Last, but not least, CoDe-Graph’s main feature is its simplicity, which allows it to be learned and applied instantly. This in turn comes with simplifications and caveats in comparison to other attempts of graphical design languages that would encompass and define any conceivable feature of the learning design and allow easy, i.e., direct coding for a technical learning platform (e.g., Dillenbourg, 2015). Still, CoDe-Graph remains versatile and simple to understand, while being non-ambiguous.

Future Research

The process model of co-design and CoDe-Graph was developed in the context of a European project facilitating the design and development of MOOCs for disadvantaged groups in South-East Asia, a context that particularly affords co-design for productively combining different types of insights and expertise. Both, the process model and CoDe-Graph have ever since been applied in multiple projects as well as COVID-19 emergency online learning design sessions to help develop different formats of online courses.

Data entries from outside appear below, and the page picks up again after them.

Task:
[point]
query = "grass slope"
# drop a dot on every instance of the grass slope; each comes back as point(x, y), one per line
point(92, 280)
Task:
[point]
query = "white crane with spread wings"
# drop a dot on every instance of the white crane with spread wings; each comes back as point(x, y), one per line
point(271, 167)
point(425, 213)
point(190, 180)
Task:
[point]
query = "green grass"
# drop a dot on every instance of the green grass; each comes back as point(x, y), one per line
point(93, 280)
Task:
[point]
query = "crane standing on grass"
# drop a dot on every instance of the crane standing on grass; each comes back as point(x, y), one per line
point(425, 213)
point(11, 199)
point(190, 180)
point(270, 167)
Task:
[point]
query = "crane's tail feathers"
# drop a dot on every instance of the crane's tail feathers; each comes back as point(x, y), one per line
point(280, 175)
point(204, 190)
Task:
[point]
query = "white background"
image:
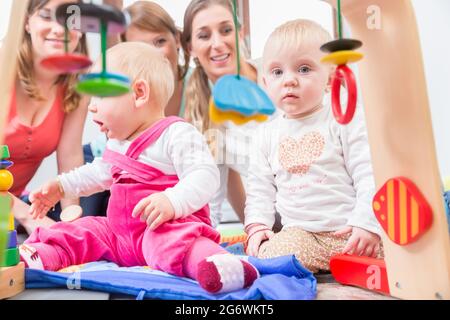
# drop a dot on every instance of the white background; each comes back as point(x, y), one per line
point(434, 28)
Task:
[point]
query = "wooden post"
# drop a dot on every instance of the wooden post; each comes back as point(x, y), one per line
point(401, 138)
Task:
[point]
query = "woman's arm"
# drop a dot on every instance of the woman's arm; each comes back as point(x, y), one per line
point(236, 193)
point(69, 154)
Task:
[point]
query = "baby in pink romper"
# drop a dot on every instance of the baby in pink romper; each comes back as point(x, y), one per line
point(161, 176)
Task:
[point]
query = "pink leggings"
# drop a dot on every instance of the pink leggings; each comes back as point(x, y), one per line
point(202, 248)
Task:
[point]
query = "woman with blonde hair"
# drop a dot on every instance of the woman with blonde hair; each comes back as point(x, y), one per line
point(46, 114)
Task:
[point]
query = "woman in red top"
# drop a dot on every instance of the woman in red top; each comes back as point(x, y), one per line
point(46, 114)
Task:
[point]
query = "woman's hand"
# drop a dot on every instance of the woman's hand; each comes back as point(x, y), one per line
point(45, 198)
point(361, 242)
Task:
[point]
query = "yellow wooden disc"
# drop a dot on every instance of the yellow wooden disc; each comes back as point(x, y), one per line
point(218, 116)
point(342, 57)
point(447, 184)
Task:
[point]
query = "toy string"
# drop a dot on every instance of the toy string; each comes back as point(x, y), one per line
point(66, 38)
point(103, 31)
point(237, 39)
point(339, 16)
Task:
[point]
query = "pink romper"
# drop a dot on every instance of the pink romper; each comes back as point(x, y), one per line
point(119, 238)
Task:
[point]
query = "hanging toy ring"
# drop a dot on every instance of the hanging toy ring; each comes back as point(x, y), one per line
point(343, 72)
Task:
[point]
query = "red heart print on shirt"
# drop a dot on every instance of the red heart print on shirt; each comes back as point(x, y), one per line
point(297, 155)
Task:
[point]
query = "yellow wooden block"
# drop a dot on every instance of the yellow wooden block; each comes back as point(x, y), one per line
point(342, 57)
point(11, 226)
point(218, 116)
point(12, 280)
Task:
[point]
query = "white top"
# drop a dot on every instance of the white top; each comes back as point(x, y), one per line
point(316, 173)
point(180, 150)
point(233, 149)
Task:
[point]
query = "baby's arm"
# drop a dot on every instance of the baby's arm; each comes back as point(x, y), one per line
point(362, 224)
point(357, 158)
point(196, 169)
point(261, 194)
point(83, 181)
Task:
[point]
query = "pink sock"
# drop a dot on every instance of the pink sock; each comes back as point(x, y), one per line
point(216, 270)
point(225, 272)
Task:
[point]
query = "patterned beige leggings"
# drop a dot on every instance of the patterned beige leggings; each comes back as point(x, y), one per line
point(313, 250)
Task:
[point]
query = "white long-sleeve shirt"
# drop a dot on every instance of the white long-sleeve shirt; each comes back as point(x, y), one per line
point(181, 150)
point(316, 173)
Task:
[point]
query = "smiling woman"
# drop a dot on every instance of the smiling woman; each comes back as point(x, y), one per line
point(46, 114)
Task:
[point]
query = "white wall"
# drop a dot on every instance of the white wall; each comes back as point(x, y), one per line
point(434, 28)
point(267, 14)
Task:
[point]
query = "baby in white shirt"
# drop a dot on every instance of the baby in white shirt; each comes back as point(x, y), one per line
point(314, 172)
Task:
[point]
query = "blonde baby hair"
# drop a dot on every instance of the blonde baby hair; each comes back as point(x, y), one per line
point(294, 34)
point(138, 60)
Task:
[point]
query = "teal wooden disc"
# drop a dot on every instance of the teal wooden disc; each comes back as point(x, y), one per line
point(11, 258)
point(103, 86)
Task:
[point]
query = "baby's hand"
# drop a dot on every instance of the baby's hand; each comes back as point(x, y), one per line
point(256, 235)
point(361, 242)
point(155, 209)
point(45, 198)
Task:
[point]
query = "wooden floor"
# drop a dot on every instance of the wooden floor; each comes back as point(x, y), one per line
point(328, 289)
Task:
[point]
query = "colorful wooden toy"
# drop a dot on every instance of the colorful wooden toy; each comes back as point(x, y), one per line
point(9, 252)
point(218, 116)
point(12, 280)
point(402, 211)
point(363, 272)
point(232, 236)
point(66, 62)
point(12, 239)
point(236, 98)
point(103, 19)
point(341, 52)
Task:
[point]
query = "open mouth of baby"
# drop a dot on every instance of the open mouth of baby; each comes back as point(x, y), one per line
point(220, 58)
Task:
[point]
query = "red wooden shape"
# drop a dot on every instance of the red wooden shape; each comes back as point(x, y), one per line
point(343, 73)
point(402, 210)
point(67, 63)
point(363, 272)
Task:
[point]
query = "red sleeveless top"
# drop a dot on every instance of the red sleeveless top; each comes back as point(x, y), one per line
point(28, 146)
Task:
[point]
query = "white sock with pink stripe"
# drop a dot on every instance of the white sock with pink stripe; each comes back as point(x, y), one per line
point(222, 273)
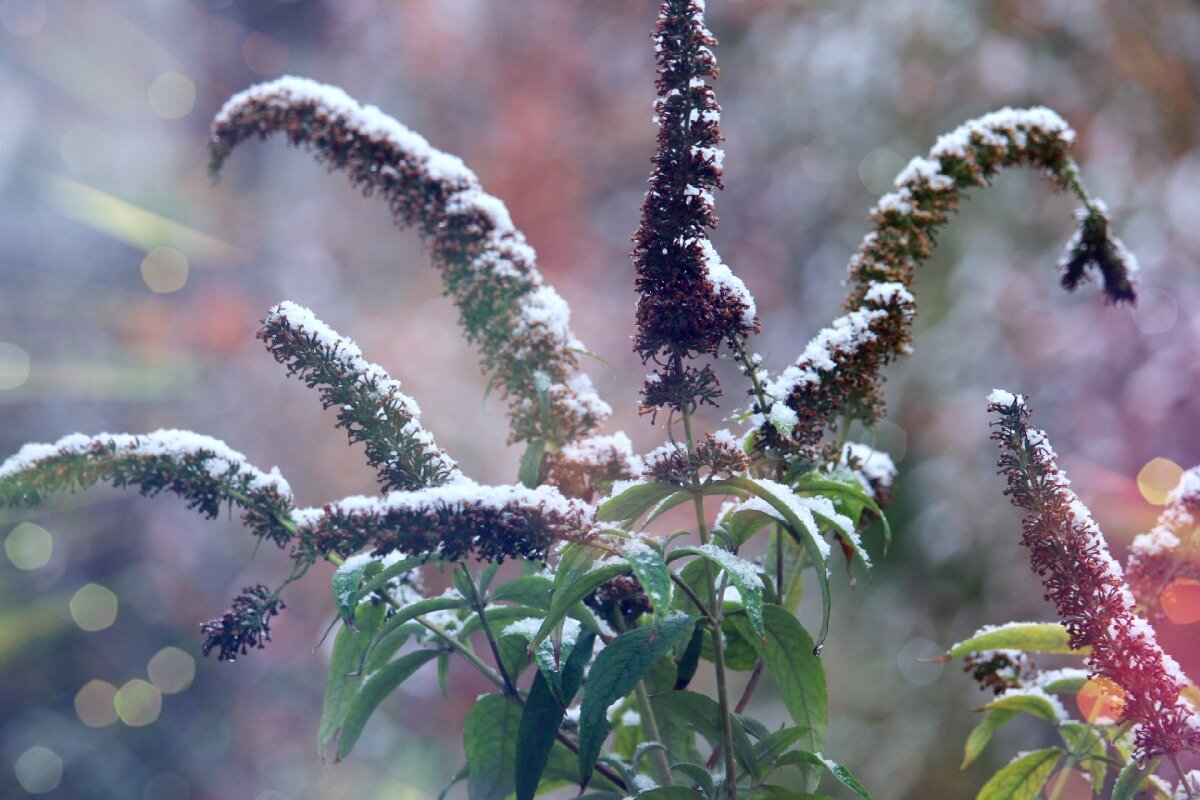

The high potential may lay in systematically combining the co-design approach with existing, formative approaches of instructional design in the future, such as SAM. This could lead to categorizing future approaches along the dimensions of how a design process is structured in time, including how the design process is iterative and reactive to assessment, and how a design process is distributed over different stakeholders, including who is feeding back information on the design’s successes and shortcomings. Specific value could lie in expanding co-design over multiple iterations. Future iterations of designs could then be informed by an enlarged group of stakeholders, including past and future students in an evaluation and re-design phase.

The next phase of our research will focus on improving our understanding of how these tools impact co-design interactions. Additionally, we seek to identify characteristics of design groups and sessions, which may impact the effectiveness of facilitating co-design teams with CoDe-Graph or similar design tools. Future research is also needed to investigate the relationship between levels of guidance and degrees of freedom in co-design, the dependencies of how domain, context, and design knowledge interact in processes of co-design, as well as on how co-design can realize goals of sustainable, accepted, and effective designs for learning.